September 27th was appointed Memorial Day. On the 25th a public meeting was called in Seattle at the old Pavilion. Honorable Roger S. Greene was elected chairman of that meeting, and he was to act as such on Memorial Day. Myself, Rev. George H. Watson and Honorable William H. White were invited to deliver at that time addresses on the character and public career of the fallen statesman.
On the appointed day an audience of over four thousand people assembled in front of and on each side of the west end of the old Occidental Hotel. The officers of the day and the speakers occupied the first balcony of the hotel. The exercises were appropriately opened with prayer by Rev. Ellis. Honorable Roger S. Greene made a brief but earnest and impressive address, and introduced me in the following complimentary language:
"We shall hear from one to-day who can occupy an appreciative standpoint and speak of the departed President with more than common sympathy for his public purposes and deeds.

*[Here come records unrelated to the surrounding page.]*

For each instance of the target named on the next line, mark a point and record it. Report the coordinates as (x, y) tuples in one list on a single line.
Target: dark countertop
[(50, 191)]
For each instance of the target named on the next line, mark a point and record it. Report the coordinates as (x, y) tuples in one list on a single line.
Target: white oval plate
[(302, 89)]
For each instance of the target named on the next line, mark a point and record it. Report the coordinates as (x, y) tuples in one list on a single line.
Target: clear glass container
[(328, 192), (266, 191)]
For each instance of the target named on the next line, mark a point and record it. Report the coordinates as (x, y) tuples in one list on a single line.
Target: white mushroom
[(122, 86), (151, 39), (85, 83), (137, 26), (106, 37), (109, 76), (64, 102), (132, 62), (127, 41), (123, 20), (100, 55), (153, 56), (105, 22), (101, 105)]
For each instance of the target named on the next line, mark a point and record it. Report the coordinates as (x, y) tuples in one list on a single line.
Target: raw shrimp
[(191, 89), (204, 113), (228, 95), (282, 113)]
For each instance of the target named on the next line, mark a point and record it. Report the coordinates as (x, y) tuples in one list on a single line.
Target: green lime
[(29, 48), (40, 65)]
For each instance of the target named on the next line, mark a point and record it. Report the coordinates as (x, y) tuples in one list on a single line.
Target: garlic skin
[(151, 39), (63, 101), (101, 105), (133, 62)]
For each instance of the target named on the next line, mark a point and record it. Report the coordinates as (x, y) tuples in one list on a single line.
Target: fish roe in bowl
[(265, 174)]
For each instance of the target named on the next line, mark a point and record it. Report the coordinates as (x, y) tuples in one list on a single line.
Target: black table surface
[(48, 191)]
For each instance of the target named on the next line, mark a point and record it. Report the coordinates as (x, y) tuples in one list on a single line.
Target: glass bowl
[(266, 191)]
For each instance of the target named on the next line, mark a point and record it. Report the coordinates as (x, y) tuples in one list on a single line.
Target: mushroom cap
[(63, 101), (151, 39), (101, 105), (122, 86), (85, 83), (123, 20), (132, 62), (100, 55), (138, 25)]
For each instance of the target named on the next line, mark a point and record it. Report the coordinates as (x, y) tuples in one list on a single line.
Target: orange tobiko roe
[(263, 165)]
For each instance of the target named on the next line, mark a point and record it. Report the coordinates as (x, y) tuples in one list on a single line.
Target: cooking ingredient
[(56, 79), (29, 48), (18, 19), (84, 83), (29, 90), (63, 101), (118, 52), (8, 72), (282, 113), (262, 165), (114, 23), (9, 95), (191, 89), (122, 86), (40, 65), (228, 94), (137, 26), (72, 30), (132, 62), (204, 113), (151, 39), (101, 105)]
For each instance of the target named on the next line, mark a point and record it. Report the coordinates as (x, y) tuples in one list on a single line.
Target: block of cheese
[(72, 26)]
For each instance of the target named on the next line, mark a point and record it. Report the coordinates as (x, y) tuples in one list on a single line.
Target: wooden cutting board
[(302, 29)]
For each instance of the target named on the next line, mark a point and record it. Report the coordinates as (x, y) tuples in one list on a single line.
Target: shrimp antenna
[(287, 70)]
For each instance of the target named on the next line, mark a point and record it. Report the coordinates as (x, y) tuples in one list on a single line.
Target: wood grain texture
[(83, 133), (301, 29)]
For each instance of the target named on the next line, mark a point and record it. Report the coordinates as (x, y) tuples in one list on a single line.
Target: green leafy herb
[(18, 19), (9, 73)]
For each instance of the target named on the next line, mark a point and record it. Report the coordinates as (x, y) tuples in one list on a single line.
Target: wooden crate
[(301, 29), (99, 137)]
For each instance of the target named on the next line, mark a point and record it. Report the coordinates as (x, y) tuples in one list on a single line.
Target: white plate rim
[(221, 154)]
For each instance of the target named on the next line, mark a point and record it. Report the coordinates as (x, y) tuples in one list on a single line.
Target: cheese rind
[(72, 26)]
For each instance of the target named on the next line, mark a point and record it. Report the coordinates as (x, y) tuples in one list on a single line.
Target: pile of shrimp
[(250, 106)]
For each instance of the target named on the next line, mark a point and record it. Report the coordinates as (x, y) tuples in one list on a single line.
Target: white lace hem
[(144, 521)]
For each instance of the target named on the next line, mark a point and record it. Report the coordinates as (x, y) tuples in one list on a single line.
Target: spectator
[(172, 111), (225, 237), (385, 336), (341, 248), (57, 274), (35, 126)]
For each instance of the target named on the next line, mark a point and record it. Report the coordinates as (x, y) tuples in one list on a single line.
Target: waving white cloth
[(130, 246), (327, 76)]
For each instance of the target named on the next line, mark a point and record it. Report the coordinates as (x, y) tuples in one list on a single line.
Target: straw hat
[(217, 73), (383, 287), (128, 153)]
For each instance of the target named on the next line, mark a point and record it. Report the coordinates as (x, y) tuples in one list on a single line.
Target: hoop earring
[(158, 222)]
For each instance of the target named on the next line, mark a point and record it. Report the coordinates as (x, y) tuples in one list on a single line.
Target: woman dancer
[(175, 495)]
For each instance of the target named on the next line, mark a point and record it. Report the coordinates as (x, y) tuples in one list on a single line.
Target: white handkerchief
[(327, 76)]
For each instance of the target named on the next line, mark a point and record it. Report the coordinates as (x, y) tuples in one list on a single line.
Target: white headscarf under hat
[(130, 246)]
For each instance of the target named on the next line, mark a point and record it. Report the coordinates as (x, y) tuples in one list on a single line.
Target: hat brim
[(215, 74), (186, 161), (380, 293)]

"Yet more. You yourselves have something to say. You seek one of yourselves to speak for you; one who not only, like the lamented dead, thinks as the people think and feels as the people feel, but one who belongs to this local community and who shares our own peculiar shade of sorrow.
"Such an one is here. He is a man skilled in the use of words, a man identified with yourselves, a man experienced and accomplished in public and national affairs, a man personally acquainted with James A. Garfield.
"Fellow citizens, I introduce to you Orange Jacobs, your orator of to-day."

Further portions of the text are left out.